Come 2012, You Can Buy Us A Drink
From the moment Deputy Mayor Daniel Doctoroff first announced that God had spoken to him in a fever dream, telling him that New York should, nay must, host the 2012 Olympic Games, we here at New York Press have been railing against the idea. In editorials, snide throwaway comments, well-considered and responsible economic analyses and our "88 Reasons" list of a few weeks ago, we've tried to get the word out there that beneath the hype and the television commercials and the happy billboards, bringing the Olympic Games to NYC was an extraordinarily bad idea.
When we first started sounding off on the matter, it was a bit lonely. At times we felt like voices in the wilderness-or even worse, like big party poopers. Everyone seemed so excited. Business owners, media moguls, cab drivers-everyone wanted the Games.
But god bless us everyone, at some point somewhere along the line, the idea began to spread. "Yeah," people began to think, "what a miserable idea!"
Maybe it was the mayor's incessant whining as he tried to cram the idea down our throats. Maybe it was the tiresome West Side Stadium debacle. Maybe it was realizing how much it would cost us. And while we'd never admit it publicly, in private we'd like to consider the possibility that just maybe a few of the stories that appeared in these pages had some effect, too. (But we'd only think that to ourselves.)
Whatever it was, it may have done the trick, and no blanket of cheap billboard slogans, no mountain of Bloombergian bullshit, no teeming throng of paid "Olympic Supporters" waving hand-scrawled signs at visiting members of the IOC can change that.
It was leaked last week that as they've toured potential host cities, the IOC's been taking informal polls of the citizenry, just to try and gauge how they feel about hosting the Games. And New Yorkers, true to form as some of the smartest people on Earth, made it awfully clear that no matter what kind of lies Bloomberg might tell, we know damn well the Games don't belong here.
According to the IOC's poll, a pallid 59 percent of New Yorkers had any inkling at all to host the Olympics.

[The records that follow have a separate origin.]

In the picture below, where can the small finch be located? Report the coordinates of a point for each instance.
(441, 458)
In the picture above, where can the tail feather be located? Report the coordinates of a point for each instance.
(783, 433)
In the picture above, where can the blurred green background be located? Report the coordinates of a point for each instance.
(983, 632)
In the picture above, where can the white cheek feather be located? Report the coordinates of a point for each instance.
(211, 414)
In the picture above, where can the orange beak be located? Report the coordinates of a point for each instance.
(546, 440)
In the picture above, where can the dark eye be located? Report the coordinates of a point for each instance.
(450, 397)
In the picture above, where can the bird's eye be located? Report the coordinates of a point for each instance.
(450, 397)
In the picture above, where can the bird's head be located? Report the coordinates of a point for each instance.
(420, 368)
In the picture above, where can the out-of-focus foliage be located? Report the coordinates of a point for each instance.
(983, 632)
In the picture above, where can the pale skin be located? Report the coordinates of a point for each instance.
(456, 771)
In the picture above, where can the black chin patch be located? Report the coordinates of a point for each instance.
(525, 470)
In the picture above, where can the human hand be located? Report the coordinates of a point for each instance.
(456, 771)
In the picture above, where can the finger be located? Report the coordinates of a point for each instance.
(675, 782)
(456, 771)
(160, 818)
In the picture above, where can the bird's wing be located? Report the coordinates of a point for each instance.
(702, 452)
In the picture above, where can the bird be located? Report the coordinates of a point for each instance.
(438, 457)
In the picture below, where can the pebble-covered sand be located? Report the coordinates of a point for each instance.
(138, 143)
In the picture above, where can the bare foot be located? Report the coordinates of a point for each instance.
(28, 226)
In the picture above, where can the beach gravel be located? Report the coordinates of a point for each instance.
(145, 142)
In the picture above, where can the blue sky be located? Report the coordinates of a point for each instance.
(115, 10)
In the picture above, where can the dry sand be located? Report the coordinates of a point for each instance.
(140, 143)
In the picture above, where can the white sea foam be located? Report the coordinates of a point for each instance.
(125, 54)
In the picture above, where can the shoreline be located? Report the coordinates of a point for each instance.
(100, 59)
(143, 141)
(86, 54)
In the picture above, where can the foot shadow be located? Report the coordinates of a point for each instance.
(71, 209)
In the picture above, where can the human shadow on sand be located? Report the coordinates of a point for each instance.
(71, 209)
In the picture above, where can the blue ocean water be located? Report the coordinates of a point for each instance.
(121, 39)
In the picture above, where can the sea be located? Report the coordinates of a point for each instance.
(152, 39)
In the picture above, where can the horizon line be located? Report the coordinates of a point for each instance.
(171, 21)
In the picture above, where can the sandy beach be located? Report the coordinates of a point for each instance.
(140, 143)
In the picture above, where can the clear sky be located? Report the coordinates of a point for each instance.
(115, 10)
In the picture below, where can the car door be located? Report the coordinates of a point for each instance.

Committee members will be comparing that with a much warmer 68 percent in London, an enthusiastic 77 percent in Moscow, an ecstatic 85 percent in Paris, and an absolutely astonishing 91 percent in Madrid. If that many Spaniards want the Games, how could we possibly disappoint them?
The IOC apparently considers these polls very carefully when it comes to making a final decision. If the people hosting the games aren't going to be enthusiastic when the Games show up, why bother?
Better yet, the more an increasingly desperate mayor tries to shove the Olympics and the stadium down our throats, the less likely his chances for reelection. And the less likely the stadium and Olympic plans appear, the more desperately he tries to shove them down our throats. So it's a win-win deal for the city. Only the mayor loses.
Of course it's still too early to gloat, as we won't know anything for sure until July. Until then-keep on cheering, Madrid!